Matt Inden MATT INDEN IS INVOLVED in every aspect of all limited edition photographs “LED.” Although from the conception of the image Matt’s talents are central to capturing the photograph, he incorporates several people in the editing and printing process. “Taking the photograph is just the beginning; in order to truly get the absolute best images, an extensive editing process is necessary. It is funny how photographers, or I should say, at least I can get attached to certain images for a variety of different reasons. On occasion, images may make ‘my cut,’ but not that of some of my most trusted advisors. I may hike for days with sixty pounds of gear and get a really good photograph. In fact, it happens a lot. It happens more often than the bad photographs and more often than the great photographs. Though the image is good, it may not be great. I may get overly attached to an image because of the time and effort put into it. I look to my advisors as both helpful and necessary people in those instances. Perhaps this comes from my roots as a photojournalist. As a journalist, one has editors and fellow photographers to critique one’s work. I use that input to improve and sharpen my skills as a journalist and a visual storyteller. I still view a criticism as commentary—as information or observation—something to consider in future concepts.”

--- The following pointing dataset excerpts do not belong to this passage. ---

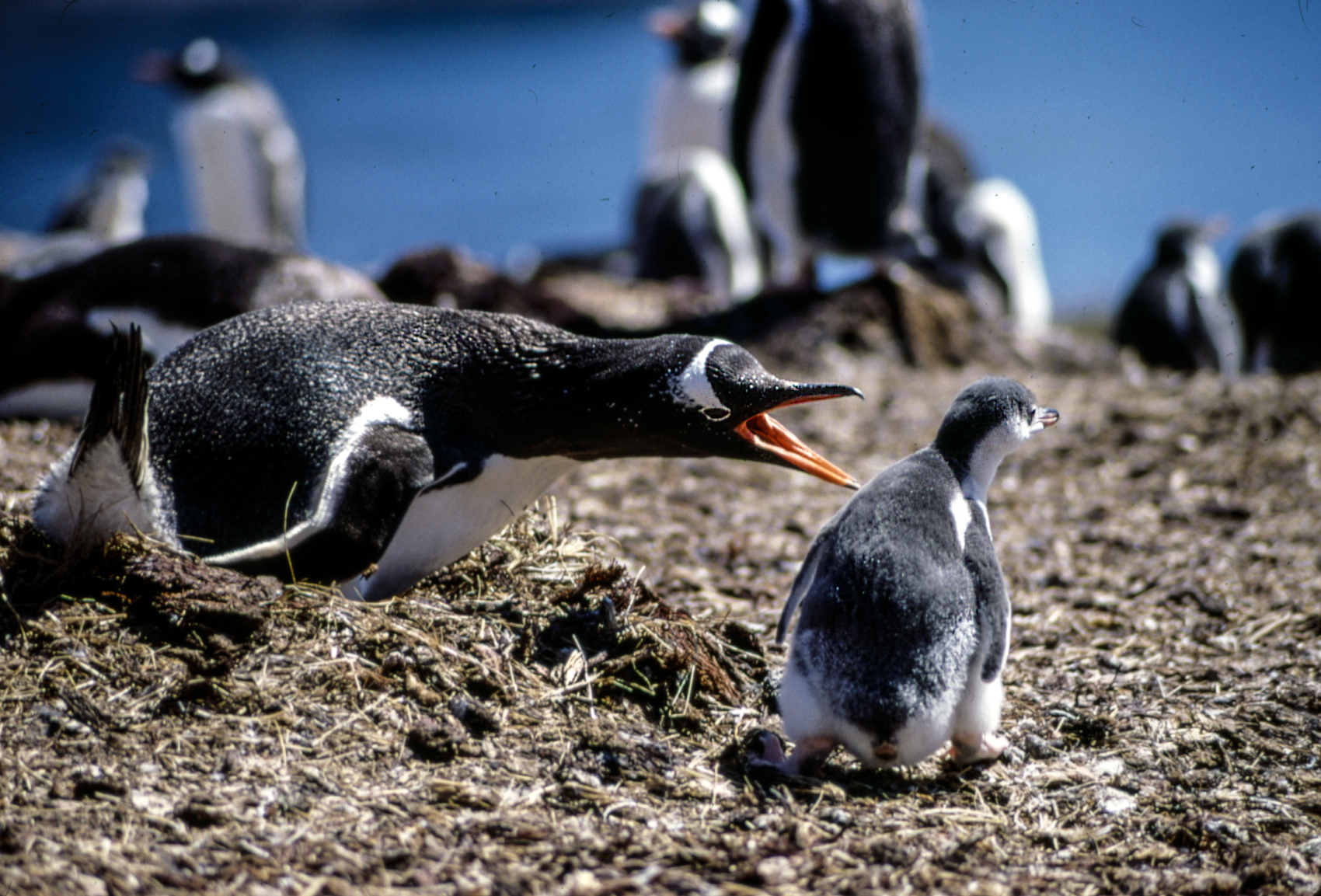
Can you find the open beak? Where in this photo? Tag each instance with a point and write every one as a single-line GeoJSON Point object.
{"type": "Point", "coordinates": [154, 68]}
{"type": "Point", "coordinates": [770, 435]}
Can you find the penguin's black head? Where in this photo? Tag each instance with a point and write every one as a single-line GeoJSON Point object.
{"type": "Point", "coordinates": [719, 399]}
{"type": "Point", "coordinates": [201, 65]}
{"type": "Point", "coordinates": [700, 35]}
{"type": "Point", "coordinates": [124, 156]}
{"type": "Point", "coordinates": [987, 420]}
{"type": "Point", "coordinates": [1179, 241]}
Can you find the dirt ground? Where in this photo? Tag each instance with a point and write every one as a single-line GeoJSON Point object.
{"type": "Point", "coordinates": [566, 711]}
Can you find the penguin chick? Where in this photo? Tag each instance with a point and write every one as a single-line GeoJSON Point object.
{"type": "Point", "coordinates": [317, 439]}
{"type": "Point", "coordinates": [905, 615]}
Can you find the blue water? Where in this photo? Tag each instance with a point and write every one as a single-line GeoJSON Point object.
{"type": "Point", "coordinates": [496, 127]}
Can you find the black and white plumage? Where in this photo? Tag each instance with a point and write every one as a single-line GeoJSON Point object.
{"type": "Point", "coordinates": [110, 204]}
{"type": "Point", "coordinates": [56, 328]}
{"type": "Point", "coordinates": [905, 615]}
{"type": "Point", "coordinates": [691, 218]}
{"type": "Point", "coordinates": [326, 438]}
{"type": "Point", "coordinates": [1177, 313]}
{"type": "Point", "coordinates": [824, 124]}
{"type": "Point", "coordinates": [691, 99]}
{"type": "Point", "coordinates": [996, 218]}
{"type": "Point", "coordinates": [1275, 283]}
{"type": "Point", "coordinates": [242, 160]}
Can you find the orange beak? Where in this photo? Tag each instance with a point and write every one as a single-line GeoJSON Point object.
{"type": "Point", "coordinates": [770, 435]}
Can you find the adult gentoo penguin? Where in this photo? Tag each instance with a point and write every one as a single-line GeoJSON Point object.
{"type": "Point", "coordinates": [105, 209]}
{"type": "Point", "coordinates": [324, 438]}
{"type": "Point", "coordinates": [905, 618]}
{"type": "Point", "coordinates": [691, 220]}
{"type": "Point", "coordinates": [242, 162]}
{"type": "Point", "coordinates": [824, 120]}
{"type": "Point", "coordinates": [54, 329]}
{"type": "Point", "coordinates": [998, 220]}
{"type": "Point", "coordinates": [1177, 313]}
{"type": "Point", "coordinates": [1275, 283]}
{"type": "Point", "coordinates": [691, 216]}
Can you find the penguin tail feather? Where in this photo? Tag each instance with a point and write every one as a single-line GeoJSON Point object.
{"type": "Point", "coordinates": [119, 405]}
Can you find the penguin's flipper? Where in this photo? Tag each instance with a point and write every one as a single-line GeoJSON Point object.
{"type": "Point", "coordinates": [802, 584]}
{"type": "Point", "coordinates": [103, 484]}
{"type": "Point", "coordinates": [362, 497]}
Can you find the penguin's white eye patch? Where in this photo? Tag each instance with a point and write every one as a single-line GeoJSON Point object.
{"type": "Point", "coordinates": [692, 386]}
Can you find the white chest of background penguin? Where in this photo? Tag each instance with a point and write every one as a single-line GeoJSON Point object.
{"type": "Point", "coordinates": [905, 616]}
{"type": "Point", "coordinates": [823, 124]}
{"type": "Point", "coordinates": [340, 435]}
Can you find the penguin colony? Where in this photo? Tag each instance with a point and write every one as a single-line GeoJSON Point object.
{"type": "Point", "coordinates": [286, 431]}
{"type": "Point", "coordinates": [317, 439]}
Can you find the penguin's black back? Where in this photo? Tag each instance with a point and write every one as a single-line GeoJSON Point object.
{"type": "Point", "coordinates": [892, 611]}
{"type": "Point", "coordinates": [1296, 326]}
{"type": "Point", "coordinates": [1160, 316]}
{"type": "Point", "coordinates": [246, 415]}
{"type": "Point", "coordinates": [855, 114]}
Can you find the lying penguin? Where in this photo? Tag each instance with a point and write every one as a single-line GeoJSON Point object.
{"type": "Point", "coordinates": [1177, 315]}
{"type": "Point", "coordinates": [319, 439]}
{"type": "Point", "coordinates": [905, 618]}
{"type": "Point", "coordinates": [54, 329]}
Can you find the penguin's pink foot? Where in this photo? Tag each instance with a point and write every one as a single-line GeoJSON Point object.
{"type": "Point", "coordinates": [806, 754]}
{"type": "Point", "coordinates": [966, 750]}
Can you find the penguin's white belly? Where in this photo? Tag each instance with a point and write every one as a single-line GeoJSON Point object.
{"type": "Point", "coordinates": [160, 336]}
{"type": "Point", "coordinates": [773, 159]}
{"type": "Point", "coordinates": [445, 524]}
{"type": "Point", "coordinates": [806, 714]}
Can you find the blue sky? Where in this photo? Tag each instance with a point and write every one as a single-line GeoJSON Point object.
{"type": "Point", "coordinates": [496, 126]}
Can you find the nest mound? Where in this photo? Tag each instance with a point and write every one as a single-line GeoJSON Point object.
{"type": "Point", "coordinates": [539, 719]}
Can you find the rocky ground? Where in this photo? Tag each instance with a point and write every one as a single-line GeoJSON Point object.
{"type": "Point", "coordinates": [567, 710]}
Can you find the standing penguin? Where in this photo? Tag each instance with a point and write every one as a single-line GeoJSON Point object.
{"type": "Point", "coordinates": [905, 616]}
{"type": "Point", "coordinates": [691, 220]}
{"type": "Point", "coordinates": [1177, 315]}
{"type": "Point", "coordinates": [322, 438]}
{"type": "Point", "coordinates": [242, 162]}
{"type": "Point", "coordinates": [110, 204]}
{"type": "Point", "coordinates": [56, 328]}
{"type": "Point", "coordinates": [690, 103]}
{"type": "Point", "coordinates": [998, 220]}
{"type": "Point", "coordinates": [691, 216]}
{"type": "Point", "coordinates": [1275, 282]}
{"type": "Point", "coordinates": [824, 122]}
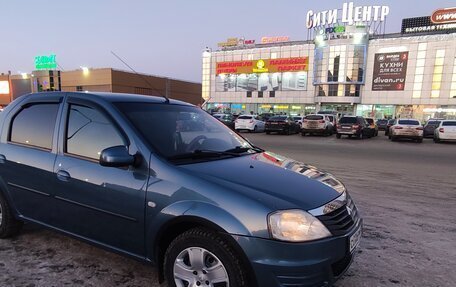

AS A PHOTOGRAPHER OF NATURE, I like to judge a work by determining whether it is worthy of being placed on a wall. Does the piece inspire the viewer with the feelings of being transported through space and time, into the scene in front of him or her? Can he or she reach out and touch the sloping mounds of sand or the crisp, newly fallen snow? Those are the images for which I search and ask, ‘Will this make it to someone’s wall?’ Of course, ultimately, it is up to you, the people that share my passion for the outdoors, that are the final decision-makers—the outdoor lovers that stop at places of beauty and take a moment to ponder. It is amazing what powerful ideas and emotions nature can invoke.  There are those magical places that always seem to hold you in your tracks a little longer than usual—be it your first time there or your twentieth. To me, these are the places that inspire and that I feel must be preserved.”